# Ok... so I know that no one watches this



## QuickSilver (Jun 9, 2015)

Married at First Sight...

but somehow I got sucked in at the beginning and have been watching every week..  WELL... tonight is the finale.. and the three couples get to decide if they want to stay married or get a divorce..   I have switched my guesses about who would do what several times... but now I think I know.. there will be two staying married.. and one divorcing.


----------



## Josiah (Jun 9, 2015)

You got suckered in huh?.....I confess I've never understood the appeal of reality TV....it all looks so staged.


----------



## Temperance (Jun 9, 2015)

Have seen the show several times and try to guess who shall remain together.  I agree with you QuickSilver, two will most likely stay married.


----------



## applecruncher (Jun 9, 2015)

haha!  Never watched this show, but, hey, it's gotta be better than the Bachelor/Bachelorette.  What a joke that is.  :lofl:

Enjoy!


----------



## QuickSilver (Jun 9, 2015)

Temperance said:


> Have seen the show several times and try to guess who shall remain together.  I agree with you QuickSilver, two will most likely stay married.




I'm thinking Ryan and Jacklyn will...  AND Jessicia and whatever his name is will too...   Sean and Divina I think will split.


----------



## QuickSilver (Jun 9, 2015)

Josiah said:


> You got suckered in huh?.....I confess I've never understood the appeal of reality TV....it all looks so staged.

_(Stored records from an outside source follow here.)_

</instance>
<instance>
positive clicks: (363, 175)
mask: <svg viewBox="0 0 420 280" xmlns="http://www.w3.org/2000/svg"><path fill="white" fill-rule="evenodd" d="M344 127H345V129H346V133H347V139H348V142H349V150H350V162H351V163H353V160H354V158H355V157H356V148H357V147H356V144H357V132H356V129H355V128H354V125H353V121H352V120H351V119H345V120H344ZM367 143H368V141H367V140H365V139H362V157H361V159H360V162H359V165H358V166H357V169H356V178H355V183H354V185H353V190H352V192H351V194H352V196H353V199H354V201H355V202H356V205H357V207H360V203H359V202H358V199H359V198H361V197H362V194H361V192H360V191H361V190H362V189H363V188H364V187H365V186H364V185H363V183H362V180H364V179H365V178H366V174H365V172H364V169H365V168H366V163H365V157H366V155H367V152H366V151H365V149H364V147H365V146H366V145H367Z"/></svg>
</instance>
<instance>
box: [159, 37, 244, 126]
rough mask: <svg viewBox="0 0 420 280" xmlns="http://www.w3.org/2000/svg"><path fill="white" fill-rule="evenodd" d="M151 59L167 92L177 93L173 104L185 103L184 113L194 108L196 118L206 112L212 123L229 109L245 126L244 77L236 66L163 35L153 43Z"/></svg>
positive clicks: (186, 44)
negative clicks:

I know... but sometimes it's just cool to sit and be a voyeur


----------



## QuickSilver (Jun 10, 2015)

I was right...  two stayed married and one divorced.


----------



## Kadee (Jun 10, 2015)

Aussie MAFS in only in its second week, seen part one, exciting as watching paint dry


----------



## Warrigal (Jun 10, 2015)

Can't bring myself to watch shows like this. 
They make a mockery of marriage.


----------



## Ralphy1 (Jun 11, 2015)

Hey, you gotta watch something now that Honey Boo Boo has been cancelled...


----------



## Warrigal (Jun 11, 2015)

I just watched an episode of Doctor Who. That's my idea of reality TV.


----------



## Ralphy1 (Jun 11, 2015)

Maybe you will get Duck Dynasty some day...


----------



## Warrigal (Jun 11, 2015)

Is it a cooking show?


----------



## QuickSilver (Jun 11, 2015)

Dame Warrigal said:


> Is it a cooking show?



If only it were...


----------



## Warrigal (Jun 11, 2015)

Pity. 
Roast ducking. Yum.


----------



## Ralphy1 (Jun 11, 2015)

It is a primitive show about hunters.  You will enjoy it...


----------



## Temperance (Jun 12, 2015)

Finally set down and watched the finale.  Glad to see the two couples who decided to stay together.  Poor Sean & Divina.  Guess they didn't stand a chance.  From the shows I had seen they never seem to have any affection for one another.  Sad.


----------



## QuickSilver (Jun 12, 2015)

Temperance said:


> Finally set down and watched the finale.  Glad to see the two couples who decided to stay together.  Poor Sean & Divina.  Guess they didn't stand a chance.  From the shows I had seen they never seem to have any affection for one another.  Sad.



They both kind of irritated me... both were so stubborn and childish.


----------



## Butterfly (Jun 13, 2015)

ralphy1 said:


> it is a primitive show about hunters.  You will enjoy it...



blaaaagh!!!


----------